The list of surface route operating statistics for 2024 recently appeared on the TTC’s Planning webpage. This article consolidates data for the years 2019 (the last pre-pandemic year) to 2024.
Values included in the TTC files are:
- Weekday passenger count
- Weekday vehicle hours
- Weekday vehicle klometres
- AM peak vehicles
- PM peak vehicles
Derived values included in this article:
- Passengers (boardings) per vehicle hour
- Vehicle kilometres per hour
- Recovery rates relative to 2019
Pages for each set of stats are included in the detailed part of the article, and a PDF containing all tables is linked at the end.
In a future article, I will refresh a previously published table comparing service levels on routes in September 2025, when this information is available, with prepandemic conditions.
A basic message of both articles is that the TTC trumpets a return to former service levels, but the metric they use, vehicle hours, misrepresents the level of service provided. Buses and streetcars travel more slowly now than they did in 2019, and they have more generous recovery times at terminals. These combine to make a vehicle hour less productive in the amount of service it provides than in past years, and so 100% of former hours does not produce the same service. That is separate from other factors such as a decline in reliability, bunching and gaps which compound the less frequent scheduled service.

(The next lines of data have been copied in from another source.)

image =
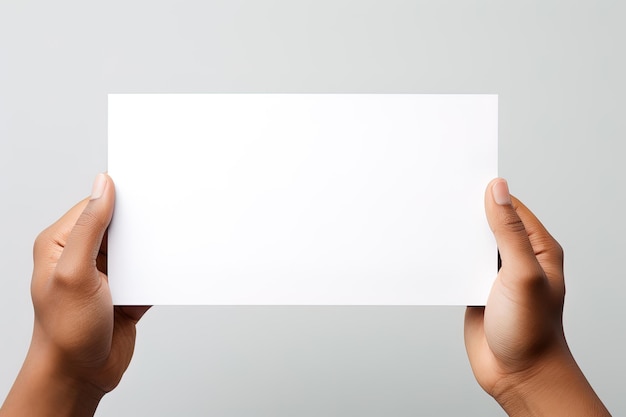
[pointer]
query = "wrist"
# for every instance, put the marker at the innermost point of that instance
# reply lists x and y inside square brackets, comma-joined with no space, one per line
[58,393]
[555,386]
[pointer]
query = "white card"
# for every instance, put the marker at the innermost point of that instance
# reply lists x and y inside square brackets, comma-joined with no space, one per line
[301,199]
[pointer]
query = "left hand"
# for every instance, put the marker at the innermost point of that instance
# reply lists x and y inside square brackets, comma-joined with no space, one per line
[81,343]
[75,321]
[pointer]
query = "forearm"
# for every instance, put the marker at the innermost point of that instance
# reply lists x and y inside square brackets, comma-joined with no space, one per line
[41,390]
[557,388]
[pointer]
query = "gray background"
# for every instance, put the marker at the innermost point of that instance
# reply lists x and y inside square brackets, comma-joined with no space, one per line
[557,66]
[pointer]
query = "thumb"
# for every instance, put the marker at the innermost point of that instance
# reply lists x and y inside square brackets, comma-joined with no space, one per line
[78,260]
[516,251]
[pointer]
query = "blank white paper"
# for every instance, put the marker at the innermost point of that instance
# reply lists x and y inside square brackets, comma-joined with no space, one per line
[301,199]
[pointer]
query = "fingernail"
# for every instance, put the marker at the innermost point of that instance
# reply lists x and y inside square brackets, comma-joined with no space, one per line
[98,187]
[500,192]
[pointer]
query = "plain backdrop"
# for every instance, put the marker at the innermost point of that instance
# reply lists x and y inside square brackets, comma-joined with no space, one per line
[558,67]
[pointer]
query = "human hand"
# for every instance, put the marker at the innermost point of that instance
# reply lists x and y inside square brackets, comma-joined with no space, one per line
[516,345]
[81,344]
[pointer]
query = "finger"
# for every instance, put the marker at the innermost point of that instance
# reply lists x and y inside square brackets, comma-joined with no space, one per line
[58,232]
[78,260]
[547,250]
[134,313]
[474,329]
[510,232]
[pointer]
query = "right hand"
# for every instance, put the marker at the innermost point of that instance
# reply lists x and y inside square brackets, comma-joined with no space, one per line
[516,345]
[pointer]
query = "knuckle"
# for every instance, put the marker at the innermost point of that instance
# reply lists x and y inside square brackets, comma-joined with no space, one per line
[89,220]
[65,276]
[512,222]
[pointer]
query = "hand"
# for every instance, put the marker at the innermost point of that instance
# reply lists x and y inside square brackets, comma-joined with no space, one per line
[81,344]
[516,343]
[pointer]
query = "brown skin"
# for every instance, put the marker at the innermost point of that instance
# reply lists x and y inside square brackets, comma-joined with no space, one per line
[81,344]
[516,343]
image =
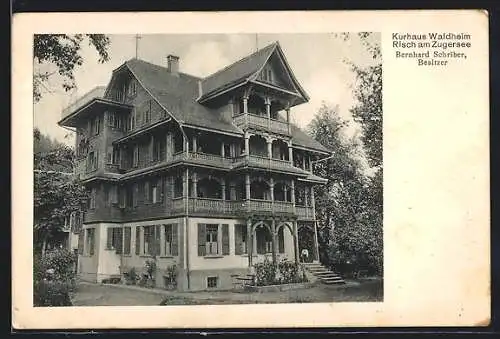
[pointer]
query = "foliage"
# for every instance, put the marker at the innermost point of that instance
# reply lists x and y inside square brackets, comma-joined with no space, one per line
[171,276]
[54,278]
[51,293]
[265,273]
[131,276]
[63,52]
[56,192]
[349,206]
[285,272]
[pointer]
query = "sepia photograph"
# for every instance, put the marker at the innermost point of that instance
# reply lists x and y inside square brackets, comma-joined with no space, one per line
[307,169]
[200,169]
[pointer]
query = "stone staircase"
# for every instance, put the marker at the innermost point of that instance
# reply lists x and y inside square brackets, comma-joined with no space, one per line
[323,274]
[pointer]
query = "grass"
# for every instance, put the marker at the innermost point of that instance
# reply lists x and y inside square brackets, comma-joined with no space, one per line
[108,295]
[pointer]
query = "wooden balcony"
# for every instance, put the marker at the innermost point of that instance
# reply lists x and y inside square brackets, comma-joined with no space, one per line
[251,120]
[203,158]
[304,213]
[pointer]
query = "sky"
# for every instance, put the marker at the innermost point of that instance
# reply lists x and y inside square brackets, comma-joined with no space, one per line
[317,60]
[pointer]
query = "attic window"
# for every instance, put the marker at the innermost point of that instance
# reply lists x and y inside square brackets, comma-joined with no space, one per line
[268,75]
[132,88]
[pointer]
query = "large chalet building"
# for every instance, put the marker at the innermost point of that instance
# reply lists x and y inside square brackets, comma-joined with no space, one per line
[207,174]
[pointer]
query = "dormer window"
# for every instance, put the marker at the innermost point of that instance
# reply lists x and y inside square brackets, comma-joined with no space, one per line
[132,88]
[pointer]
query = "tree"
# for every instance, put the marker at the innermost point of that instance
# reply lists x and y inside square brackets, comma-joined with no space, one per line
[56,192]
[63,51]
[350,206]
[368,97]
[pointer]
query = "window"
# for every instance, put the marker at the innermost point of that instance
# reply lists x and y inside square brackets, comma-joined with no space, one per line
[154,194]
[96,126]
[213,239]
[92,197]
[240,238]
[135,159]
[127,235]
[92,161]
[113,120]
[132,88]
[212,244]
[114,238]
[151,240]
[135,195]
[212,282]
[168,240]
[107,200]
[90,241]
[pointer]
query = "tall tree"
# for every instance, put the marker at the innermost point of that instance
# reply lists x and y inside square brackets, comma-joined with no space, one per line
[63,52]
[56,193]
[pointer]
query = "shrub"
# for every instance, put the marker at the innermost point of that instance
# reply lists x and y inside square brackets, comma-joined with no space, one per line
[171,277]
[265,273]
[51,293]
[54,278]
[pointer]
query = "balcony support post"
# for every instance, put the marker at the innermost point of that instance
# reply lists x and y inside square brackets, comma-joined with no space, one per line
[223,187]
[274,234]
[247,190]
[247,144]
[195,144]
[151,148]
[290,152]
[195,184]
[249,242]
[295,242]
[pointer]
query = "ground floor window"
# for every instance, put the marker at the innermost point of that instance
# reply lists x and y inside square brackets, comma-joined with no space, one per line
[212,282]
[212,245]
[90,241]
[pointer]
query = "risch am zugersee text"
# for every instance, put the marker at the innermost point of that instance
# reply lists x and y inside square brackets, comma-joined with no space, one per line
[431,49]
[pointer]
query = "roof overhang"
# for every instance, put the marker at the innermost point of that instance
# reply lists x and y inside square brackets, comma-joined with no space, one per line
[90,108]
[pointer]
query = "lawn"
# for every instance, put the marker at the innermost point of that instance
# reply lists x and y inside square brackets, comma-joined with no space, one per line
[111,295]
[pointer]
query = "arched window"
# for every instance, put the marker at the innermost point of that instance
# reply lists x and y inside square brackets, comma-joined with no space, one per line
[259,190]
[209,188]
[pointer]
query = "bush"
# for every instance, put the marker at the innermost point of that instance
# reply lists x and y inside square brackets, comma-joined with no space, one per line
[54,278]
[266,273]
[51,293]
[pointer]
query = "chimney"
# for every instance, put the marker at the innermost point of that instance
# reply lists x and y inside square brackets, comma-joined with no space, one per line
[173,64]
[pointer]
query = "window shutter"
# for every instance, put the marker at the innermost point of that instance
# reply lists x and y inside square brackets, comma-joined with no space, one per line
[109,239]
[159,190]
[238,229]
[147,192]
[135,195]
[92,240]
[281,240]
[137,240]
[175,240]
[157,247]
[225,239]
[119,240]
[122,197]
[127,236]
[201,239]
[81,240]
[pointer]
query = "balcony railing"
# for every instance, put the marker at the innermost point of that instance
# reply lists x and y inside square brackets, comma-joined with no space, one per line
[205,158]
[262,122]
[304,212]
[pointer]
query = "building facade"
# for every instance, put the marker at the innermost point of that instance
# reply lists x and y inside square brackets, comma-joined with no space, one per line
[207,174]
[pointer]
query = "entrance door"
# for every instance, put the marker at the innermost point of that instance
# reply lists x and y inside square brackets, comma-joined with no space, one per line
[306,241]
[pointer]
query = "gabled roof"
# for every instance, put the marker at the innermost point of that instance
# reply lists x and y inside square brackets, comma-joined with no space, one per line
[245,70]
[178,94]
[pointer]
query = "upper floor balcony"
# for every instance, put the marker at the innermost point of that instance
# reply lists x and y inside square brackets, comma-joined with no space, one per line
[260,112]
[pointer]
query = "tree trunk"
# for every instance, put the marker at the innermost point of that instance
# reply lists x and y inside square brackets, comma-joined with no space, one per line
[44,246]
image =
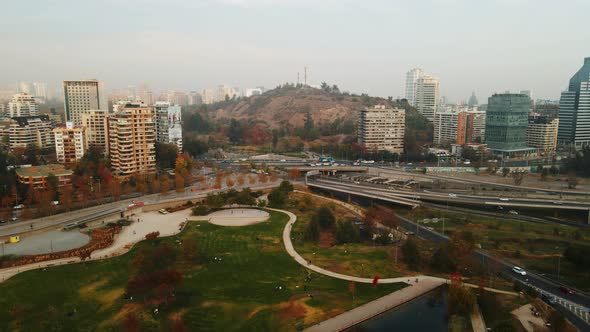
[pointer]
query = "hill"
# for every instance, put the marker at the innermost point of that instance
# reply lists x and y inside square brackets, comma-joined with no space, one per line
[292,118]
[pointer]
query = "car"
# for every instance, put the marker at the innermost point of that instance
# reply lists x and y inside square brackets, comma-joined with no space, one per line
[567,290]
[518,270]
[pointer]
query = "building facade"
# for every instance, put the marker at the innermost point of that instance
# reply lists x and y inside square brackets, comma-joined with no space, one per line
[132,138]
[450,128]
[36,176]
[168,124]
[427,96]
[542,133]
[95,122]
[36,130]
[81,96]
[574,110]
[411,80]
[70,143]
[506,123]
[382,129]
[23,104]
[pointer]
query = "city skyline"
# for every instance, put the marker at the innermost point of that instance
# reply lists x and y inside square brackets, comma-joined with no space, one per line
[189,47]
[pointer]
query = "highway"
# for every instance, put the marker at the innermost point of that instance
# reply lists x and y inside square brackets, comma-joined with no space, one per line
[575,306]
[424,195]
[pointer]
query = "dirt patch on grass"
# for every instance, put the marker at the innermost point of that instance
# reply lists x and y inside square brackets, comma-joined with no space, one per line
[326,239]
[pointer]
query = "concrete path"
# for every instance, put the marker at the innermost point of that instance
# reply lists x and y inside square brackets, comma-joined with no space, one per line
[374,308]
[530,322]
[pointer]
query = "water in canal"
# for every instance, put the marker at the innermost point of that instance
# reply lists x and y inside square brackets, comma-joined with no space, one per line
[428,312]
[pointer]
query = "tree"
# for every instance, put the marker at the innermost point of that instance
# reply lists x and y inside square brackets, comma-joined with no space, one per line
[347,232]
[324,217]
[411,253]
[166,154]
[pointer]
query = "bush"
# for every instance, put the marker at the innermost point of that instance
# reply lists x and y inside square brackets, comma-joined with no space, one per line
[347,232]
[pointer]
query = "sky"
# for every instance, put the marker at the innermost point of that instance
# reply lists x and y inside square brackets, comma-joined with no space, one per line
[363,46]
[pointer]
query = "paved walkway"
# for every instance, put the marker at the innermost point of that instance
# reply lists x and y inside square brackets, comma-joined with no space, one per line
[374,308]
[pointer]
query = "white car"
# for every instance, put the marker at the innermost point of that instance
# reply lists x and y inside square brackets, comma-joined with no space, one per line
[518,270]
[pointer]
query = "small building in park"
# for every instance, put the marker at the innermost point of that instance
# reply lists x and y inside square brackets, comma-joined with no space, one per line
[36,176]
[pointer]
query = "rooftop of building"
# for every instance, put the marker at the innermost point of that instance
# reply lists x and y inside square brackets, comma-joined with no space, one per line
[43,170]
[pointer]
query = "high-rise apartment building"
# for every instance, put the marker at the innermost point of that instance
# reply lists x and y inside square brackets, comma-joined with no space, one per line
[132,138]
[450,128]
[574,110]
[381,128]
[542,133]
[23,104]
[411,79]
[168,123]
[506,124]
[427,96]
[95,122]
[36,130]
[82,96]
[70,143]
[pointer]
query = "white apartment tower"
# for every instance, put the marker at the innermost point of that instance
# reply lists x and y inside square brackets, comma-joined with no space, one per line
[82,96]
[411,79]
[427,96]
[381,128]
[70,143]
[132,138]
[95,122]
[36,130]
[168,124]
[22,104]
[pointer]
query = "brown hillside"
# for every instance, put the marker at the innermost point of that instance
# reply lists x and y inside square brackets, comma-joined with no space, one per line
[290,105]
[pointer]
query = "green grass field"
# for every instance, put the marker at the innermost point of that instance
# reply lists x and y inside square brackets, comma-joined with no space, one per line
[238,293]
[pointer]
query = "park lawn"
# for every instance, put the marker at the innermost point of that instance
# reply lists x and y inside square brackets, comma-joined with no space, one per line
[531,245]
[364,259]
[238,293]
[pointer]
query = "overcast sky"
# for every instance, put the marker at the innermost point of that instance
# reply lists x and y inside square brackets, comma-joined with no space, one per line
[362,45]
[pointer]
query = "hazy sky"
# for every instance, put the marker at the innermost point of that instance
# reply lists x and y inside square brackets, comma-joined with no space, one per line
[363,45]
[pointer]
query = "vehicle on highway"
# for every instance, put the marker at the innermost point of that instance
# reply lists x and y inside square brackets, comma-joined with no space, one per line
[567,290]
[519,270]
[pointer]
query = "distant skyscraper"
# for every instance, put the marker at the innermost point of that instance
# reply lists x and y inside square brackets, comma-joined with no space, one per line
[168,124]
[132,138]
[427,96]
[382,128]
[472,100]
[70,143]
[574,110]
[82,96]
[22,104]
[506,124]
[411,79]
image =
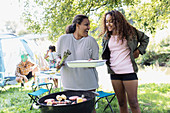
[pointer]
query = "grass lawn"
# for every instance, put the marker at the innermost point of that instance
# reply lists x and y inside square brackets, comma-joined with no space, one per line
[153,98]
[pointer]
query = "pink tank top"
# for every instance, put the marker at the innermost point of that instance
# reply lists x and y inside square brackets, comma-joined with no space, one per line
[120,56]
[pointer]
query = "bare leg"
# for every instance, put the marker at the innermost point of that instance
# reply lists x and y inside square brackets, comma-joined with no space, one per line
[94,111]
[33,72]
[131,89]
[119,89]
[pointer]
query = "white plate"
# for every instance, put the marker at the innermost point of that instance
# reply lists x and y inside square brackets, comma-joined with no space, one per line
[85,63]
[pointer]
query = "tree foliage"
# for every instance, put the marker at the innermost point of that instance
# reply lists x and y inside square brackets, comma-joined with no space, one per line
[52,16]
[150,15]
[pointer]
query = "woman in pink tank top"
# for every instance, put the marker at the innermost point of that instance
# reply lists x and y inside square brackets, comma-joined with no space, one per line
[120,48]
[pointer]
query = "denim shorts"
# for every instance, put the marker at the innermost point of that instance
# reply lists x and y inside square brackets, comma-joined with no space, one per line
[123,77]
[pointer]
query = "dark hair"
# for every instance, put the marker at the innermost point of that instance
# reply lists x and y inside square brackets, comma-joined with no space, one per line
[52,48]
[77,20]
[122,26]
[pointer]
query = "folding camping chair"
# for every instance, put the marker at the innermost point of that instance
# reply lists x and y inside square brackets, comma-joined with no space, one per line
[106,95]
[48,86]
[35,95]
[3,80]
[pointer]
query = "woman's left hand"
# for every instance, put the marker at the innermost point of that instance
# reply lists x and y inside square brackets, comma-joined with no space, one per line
[136,53]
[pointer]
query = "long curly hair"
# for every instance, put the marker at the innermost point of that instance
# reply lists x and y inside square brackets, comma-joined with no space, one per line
[122,28]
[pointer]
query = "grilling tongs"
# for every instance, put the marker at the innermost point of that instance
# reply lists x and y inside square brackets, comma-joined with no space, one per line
[66,54]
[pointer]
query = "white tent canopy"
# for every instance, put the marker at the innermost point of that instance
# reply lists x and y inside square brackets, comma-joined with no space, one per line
[11,50]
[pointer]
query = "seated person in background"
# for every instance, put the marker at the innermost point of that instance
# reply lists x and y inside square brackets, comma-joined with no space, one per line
[52,55]
[25,70]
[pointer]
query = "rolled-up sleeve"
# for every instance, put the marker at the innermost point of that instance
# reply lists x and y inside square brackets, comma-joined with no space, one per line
[144,40]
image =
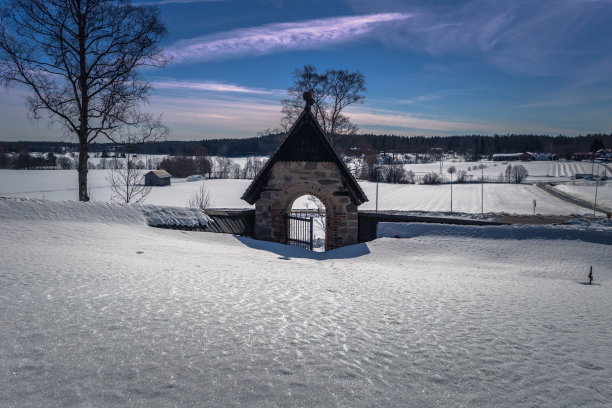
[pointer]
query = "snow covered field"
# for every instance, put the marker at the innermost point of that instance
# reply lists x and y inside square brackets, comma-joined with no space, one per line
[104,311]
[509,198]
[538,170]
[585,190]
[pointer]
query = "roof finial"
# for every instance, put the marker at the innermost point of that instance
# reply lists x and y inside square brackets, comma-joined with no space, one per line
[309,100]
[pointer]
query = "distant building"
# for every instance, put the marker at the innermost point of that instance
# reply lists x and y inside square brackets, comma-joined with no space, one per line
[512,157]
[582,156]
[157,178]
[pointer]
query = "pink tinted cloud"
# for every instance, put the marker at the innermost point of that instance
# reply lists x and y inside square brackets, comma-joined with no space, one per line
[212,86]
[280,37]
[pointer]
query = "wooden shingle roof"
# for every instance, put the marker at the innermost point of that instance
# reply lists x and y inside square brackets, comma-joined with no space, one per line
[160,173]
[305,142]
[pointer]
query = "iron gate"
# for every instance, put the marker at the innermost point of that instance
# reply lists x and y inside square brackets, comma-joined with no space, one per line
[300,230]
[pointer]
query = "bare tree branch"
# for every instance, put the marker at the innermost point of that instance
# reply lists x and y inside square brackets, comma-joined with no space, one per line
[332,91]
[81,58]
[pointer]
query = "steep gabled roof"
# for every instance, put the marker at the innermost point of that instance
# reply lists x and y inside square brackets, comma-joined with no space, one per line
[160,173]
[305,142]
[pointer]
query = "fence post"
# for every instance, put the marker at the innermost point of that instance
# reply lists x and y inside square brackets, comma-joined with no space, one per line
[311,232]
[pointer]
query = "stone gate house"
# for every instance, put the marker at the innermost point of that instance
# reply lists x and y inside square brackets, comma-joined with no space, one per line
[157,178]
[306,163]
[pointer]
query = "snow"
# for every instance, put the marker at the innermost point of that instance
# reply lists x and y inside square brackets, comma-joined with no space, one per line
[510,198]
[585,190]
[101,310]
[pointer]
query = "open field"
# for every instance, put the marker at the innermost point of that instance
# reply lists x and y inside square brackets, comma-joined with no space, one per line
[109,312]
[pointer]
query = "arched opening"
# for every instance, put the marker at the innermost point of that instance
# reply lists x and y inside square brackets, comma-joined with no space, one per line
[307,221]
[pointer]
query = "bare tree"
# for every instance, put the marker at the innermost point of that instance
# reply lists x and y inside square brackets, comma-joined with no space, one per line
[126,182]
[80,58]
[451,170]
[200,199]
[332,91]
[518,174]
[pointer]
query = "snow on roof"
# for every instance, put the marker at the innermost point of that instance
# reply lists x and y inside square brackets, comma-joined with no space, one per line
[507,154]
[153,215]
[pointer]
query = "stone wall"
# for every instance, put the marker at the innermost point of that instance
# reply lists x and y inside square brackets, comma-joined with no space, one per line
[289,180]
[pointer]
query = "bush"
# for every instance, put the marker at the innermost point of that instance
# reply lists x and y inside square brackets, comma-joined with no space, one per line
[179,166]
[65,163]
[200,199]
[431,178]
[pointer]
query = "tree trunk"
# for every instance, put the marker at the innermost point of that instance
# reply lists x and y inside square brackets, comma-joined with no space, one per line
[82,169]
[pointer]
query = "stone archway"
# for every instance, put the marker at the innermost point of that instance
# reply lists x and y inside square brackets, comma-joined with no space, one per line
[306,163]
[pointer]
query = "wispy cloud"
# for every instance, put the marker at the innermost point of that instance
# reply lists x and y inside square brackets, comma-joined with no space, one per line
[280,37]
[163,2]
[212,86]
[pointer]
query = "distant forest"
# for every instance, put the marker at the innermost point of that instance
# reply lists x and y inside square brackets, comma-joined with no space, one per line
[468,146]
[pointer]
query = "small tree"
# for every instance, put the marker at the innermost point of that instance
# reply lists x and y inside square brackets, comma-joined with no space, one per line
[80,59]
[126,182]
[462,176]
[508,175]
[451,170]
[200,199]
[518,174]
[331,91]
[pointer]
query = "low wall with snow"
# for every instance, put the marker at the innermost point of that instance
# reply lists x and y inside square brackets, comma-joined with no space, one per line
[599,232]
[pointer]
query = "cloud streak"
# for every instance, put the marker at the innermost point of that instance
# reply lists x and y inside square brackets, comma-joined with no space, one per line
[211,86]
[281,37]
[164,2]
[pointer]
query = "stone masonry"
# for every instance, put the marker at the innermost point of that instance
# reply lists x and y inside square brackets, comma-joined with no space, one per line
[288,181]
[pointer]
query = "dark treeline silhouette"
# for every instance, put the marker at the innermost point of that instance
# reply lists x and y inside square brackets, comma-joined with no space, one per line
[474,146]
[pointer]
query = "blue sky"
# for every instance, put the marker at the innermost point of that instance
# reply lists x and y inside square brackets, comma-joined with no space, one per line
[432,67]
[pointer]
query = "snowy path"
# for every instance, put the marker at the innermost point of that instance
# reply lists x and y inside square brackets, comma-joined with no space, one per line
[108,314]
[506,198]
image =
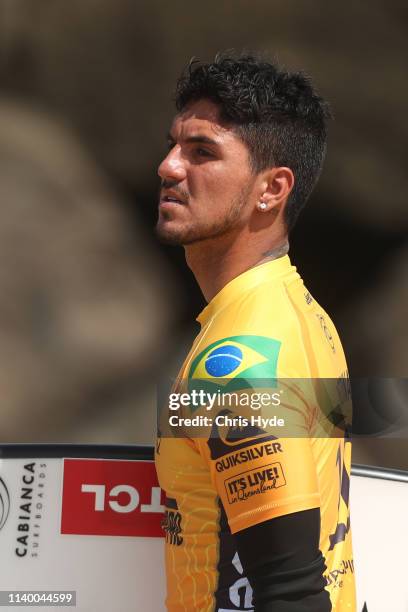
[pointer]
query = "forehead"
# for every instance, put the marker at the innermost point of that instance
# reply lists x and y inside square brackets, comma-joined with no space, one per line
[202,117]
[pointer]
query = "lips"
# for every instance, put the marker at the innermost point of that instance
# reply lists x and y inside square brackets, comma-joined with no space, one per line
[171,196]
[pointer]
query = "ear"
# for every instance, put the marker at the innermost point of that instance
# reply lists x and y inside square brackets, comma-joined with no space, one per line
[277,183]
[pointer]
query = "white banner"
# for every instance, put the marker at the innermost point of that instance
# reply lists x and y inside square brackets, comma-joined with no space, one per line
[93,526]
[95,530]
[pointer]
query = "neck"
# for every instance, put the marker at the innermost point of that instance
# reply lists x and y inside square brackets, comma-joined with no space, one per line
[215,263]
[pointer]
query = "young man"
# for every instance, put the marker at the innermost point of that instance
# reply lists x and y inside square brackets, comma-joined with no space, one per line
[254,521]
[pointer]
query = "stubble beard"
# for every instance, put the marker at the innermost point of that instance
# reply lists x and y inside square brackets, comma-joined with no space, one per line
[182,236]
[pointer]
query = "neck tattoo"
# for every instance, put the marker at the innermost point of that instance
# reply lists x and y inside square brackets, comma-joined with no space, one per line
[279,251]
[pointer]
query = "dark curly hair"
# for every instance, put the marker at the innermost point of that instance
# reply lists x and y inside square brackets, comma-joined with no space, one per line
[277,114]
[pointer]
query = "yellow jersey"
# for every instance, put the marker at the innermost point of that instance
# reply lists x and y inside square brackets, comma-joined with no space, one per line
[238,472]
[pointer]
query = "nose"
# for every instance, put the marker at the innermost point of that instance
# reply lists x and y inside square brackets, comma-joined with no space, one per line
[172,167]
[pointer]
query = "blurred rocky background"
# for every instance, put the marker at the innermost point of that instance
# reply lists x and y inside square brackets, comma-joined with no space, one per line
[92,310]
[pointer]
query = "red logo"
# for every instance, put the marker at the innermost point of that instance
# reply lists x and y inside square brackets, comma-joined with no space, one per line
[111,497]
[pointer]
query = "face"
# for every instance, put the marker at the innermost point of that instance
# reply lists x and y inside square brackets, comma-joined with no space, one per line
[207,182]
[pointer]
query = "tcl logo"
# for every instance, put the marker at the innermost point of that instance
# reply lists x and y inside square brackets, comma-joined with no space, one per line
[111,497]
[132,494]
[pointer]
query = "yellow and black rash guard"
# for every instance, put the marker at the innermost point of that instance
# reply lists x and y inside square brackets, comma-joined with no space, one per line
[264,324]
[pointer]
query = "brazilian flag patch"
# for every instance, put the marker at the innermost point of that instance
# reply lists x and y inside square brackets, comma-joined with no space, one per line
[233,363]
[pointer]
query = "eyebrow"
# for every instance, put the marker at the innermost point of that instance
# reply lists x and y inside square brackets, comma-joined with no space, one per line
[195,138]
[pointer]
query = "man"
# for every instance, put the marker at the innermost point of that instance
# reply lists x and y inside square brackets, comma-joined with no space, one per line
[254,521]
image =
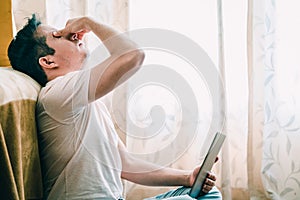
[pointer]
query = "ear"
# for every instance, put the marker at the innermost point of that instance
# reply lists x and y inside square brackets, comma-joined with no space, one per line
[47,62]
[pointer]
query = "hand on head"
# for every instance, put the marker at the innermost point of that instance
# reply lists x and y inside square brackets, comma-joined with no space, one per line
[74,29]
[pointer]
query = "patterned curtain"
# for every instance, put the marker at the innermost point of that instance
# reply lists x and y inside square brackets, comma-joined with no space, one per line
[257,59]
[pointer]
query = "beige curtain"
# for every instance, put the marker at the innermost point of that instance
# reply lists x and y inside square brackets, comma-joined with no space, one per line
[259,159]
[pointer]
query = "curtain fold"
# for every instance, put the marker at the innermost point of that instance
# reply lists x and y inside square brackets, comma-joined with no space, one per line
[6,31]
[259,159]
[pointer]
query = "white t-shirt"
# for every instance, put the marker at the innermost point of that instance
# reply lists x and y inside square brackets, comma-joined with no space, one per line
[78,142]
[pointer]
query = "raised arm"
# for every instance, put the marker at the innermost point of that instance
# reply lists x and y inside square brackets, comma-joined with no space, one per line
[125,57]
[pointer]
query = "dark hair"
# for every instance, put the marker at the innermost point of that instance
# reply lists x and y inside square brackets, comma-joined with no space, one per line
[26,48]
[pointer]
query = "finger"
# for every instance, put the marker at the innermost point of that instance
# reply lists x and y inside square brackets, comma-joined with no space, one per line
[209,182]
[57,33]
[211,176]
[217,158]
[206,188]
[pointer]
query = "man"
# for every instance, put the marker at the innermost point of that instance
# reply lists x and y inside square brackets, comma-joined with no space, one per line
[81,154]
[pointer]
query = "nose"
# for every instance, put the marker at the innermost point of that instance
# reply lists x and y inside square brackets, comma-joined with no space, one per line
[74,37]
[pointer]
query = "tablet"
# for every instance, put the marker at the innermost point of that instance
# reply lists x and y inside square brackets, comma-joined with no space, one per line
[207,164]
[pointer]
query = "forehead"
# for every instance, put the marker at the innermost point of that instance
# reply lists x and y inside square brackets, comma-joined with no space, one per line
[45,30]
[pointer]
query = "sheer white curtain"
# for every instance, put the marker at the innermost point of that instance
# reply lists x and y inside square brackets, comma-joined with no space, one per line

The problem is particularly bad on streetcar routes where a combination of factors including understaffing, budget constraints, and operating practices that slow service, lead to considerably less “recovery” to former service levels. In turn, this hurts service quality and blunts ridership recovery.
Crowding conditions are not addressed by these stats, and this is difficult to extract from TTC tracking data due to the coarse-grained nature of reported loads. TTC does not publish numeric vehicle loads, only broad light-medium-heavy loading indications. Although they report all-day ridership on each route, this is not broken down by time of day, location and direction, at least not for external consumption. TTC has crowding standards, but we do not know how well they meet them.
The number of peak vehicles is lower in 2024 than in 2019. This partly reflects limits on service growth, and partly the shift of demand into off-peak periods.
In the attempt to woo riders back onto the TTC, let alone to boost transit’s mode share for travel in line with City goals, the question of service level and quality is key. In theory, if demand actually sits below the historic level, then less service is needed to handle it. However, those who remember the condition of transit before 2020 will know that crowding was a pervasive problem and calls for better service were common. Only the March 2020 drop in demand saved the TTC from a capacity crisis.
Toronto must understand and commit the resources needed to achieve its transit goals. Just getting back to 2019 is no goal to aim at.